Hale, born in Newport, New Hampshire, in 1788, became committed to brainstorming ways that tensions could be relieved during the Civil War that began in 1861. Hale began writing to current political figures during the period to discuss her ideas for creating a national holiday. The holiday would be centered around gathering, and honoring the first harvest meal shared by the first settlers and Wampanoag people.
Hale began campaigning the idea of Thanksgiving Day, a not-yet-declared national holiday. She believed it would be a catalyst for peaceful gathering and sharing of resources during tense relations between the north and the south. After writing letter after letter to the then president, Abraham Lincoln, Thanksgiving Day was officially accepted as a national holiday on October 3rd, 1863.

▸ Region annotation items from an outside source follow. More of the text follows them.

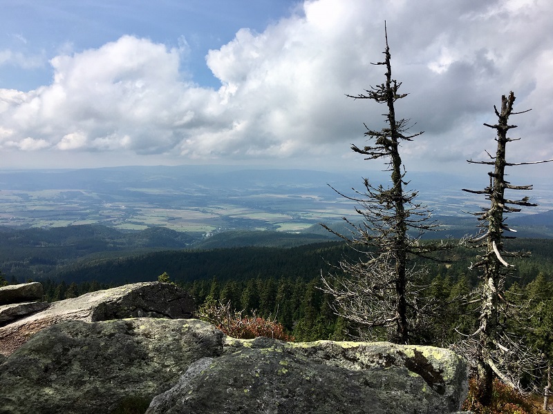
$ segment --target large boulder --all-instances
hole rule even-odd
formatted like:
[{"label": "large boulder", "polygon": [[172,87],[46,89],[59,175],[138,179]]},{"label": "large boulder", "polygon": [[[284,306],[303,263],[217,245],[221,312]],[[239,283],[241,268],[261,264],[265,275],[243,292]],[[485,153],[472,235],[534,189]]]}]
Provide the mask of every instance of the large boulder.
[{"label": "large boulder", "polygon": [[44,292],[42,284],[34,282],[0,288],[0,305],[40,300]]},{"label": "large boulder", "polygon": [[191,365],[147,414],[440,413],[467,395],[467,366],[438,348],[387,342],[229,339]]},{"label": "large boulder", "polygon": [[44,310],[48,306],[50,306],[50,304],[48,302],[21,302],[10,305],[0,305],[0,326]]},{"label": "large boulder", "polygon": [[61,322],[0,365],[0,413],[144,412],[191,364],[220,355],[223,336],[196,319]]},{"label": "large boulder", "polygon": [[8,355],[40,330],[66,320],[104,321],[125,317],[185,319],[194,299],[168,283],[143,282],[86,293],[53,303],[46,310],[0,327],[0,353]]},{"label": "large boulder", "polygon": [[235,339],[196,319],[64,322],[0,364],[0,414],[442,414],[467,391],[447,350]]}]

Without Hale's conviction and perseverance, Thanksgiving may not have existed as a holiday until decades later or may not have existed at all.
When the settlers first arrived in Plymouth in 1620, many did not survive. The lack of food and susceptibility to new diseases caused many settlers to die from deficiencies and infections. As those remaining began to construct the village of Plymouth, they were greeted by Squanto, a member of the Pawtuxet tribe.

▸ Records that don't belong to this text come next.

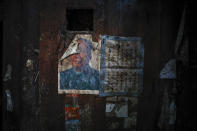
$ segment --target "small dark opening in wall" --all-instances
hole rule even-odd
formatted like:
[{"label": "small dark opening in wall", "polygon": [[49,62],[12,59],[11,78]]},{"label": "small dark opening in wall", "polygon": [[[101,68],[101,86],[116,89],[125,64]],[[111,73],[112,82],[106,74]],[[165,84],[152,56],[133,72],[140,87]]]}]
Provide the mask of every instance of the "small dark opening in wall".
[{"label": "small dark opening in wall", "polygon": [[93,31],[93,9],[67,9],[67,30]]}]

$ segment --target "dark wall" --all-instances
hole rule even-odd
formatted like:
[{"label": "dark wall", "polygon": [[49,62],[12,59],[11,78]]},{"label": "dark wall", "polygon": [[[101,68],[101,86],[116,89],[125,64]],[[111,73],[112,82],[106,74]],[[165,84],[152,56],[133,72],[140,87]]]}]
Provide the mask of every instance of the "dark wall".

Squanto had been sold into slavery by a sea captain and later escaped to London, where he learned English. Years later, he returned to his previous home with the Pawtuxet tribe. Squanto assisted the Pilgrims with their agricultural advances. He taught them how to sow the land to plant and how to catch fish from local streams.
It was in this relationship that the first Thanksgiving occurred to celebrate the first successful harvest of the Pilgrims with the help of Squanto.

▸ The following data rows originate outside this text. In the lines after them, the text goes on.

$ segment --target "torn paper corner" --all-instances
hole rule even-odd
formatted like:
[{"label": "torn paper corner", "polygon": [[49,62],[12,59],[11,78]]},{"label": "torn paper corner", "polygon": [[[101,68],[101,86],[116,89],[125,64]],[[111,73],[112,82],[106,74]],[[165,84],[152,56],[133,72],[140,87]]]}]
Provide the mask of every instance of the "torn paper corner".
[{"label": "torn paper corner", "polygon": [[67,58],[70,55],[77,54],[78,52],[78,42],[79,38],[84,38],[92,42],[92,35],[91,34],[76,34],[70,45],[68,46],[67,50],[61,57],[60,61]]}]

The First Thanksgiving Lasted 3 Days
While Thanksgiving was not coined a holiday until 1863, the first Thanksgiving actually took place in 1621. The gathering was a celebration held by the settlers in Plymouth, often called the Pilgrims, Squanto, and over 50 members of the Wampanoag tribe.
For three days, both settlers and tribal members gathered to share in food, drink, and celebration for a successful harvest season. The gathering was especially significant, as it signaled a chance for the settlers and Wampanoag to create peace between them after tensions evolved over land and resources.
Thanksgiving was not officially deemed a national holiday until 1863.
The first Thanksgiving was used as a peace offering between settlers and the Wampanoag tribe.
Without Sarah Josepha Hale, Thanksgiving may have never become a national holiday.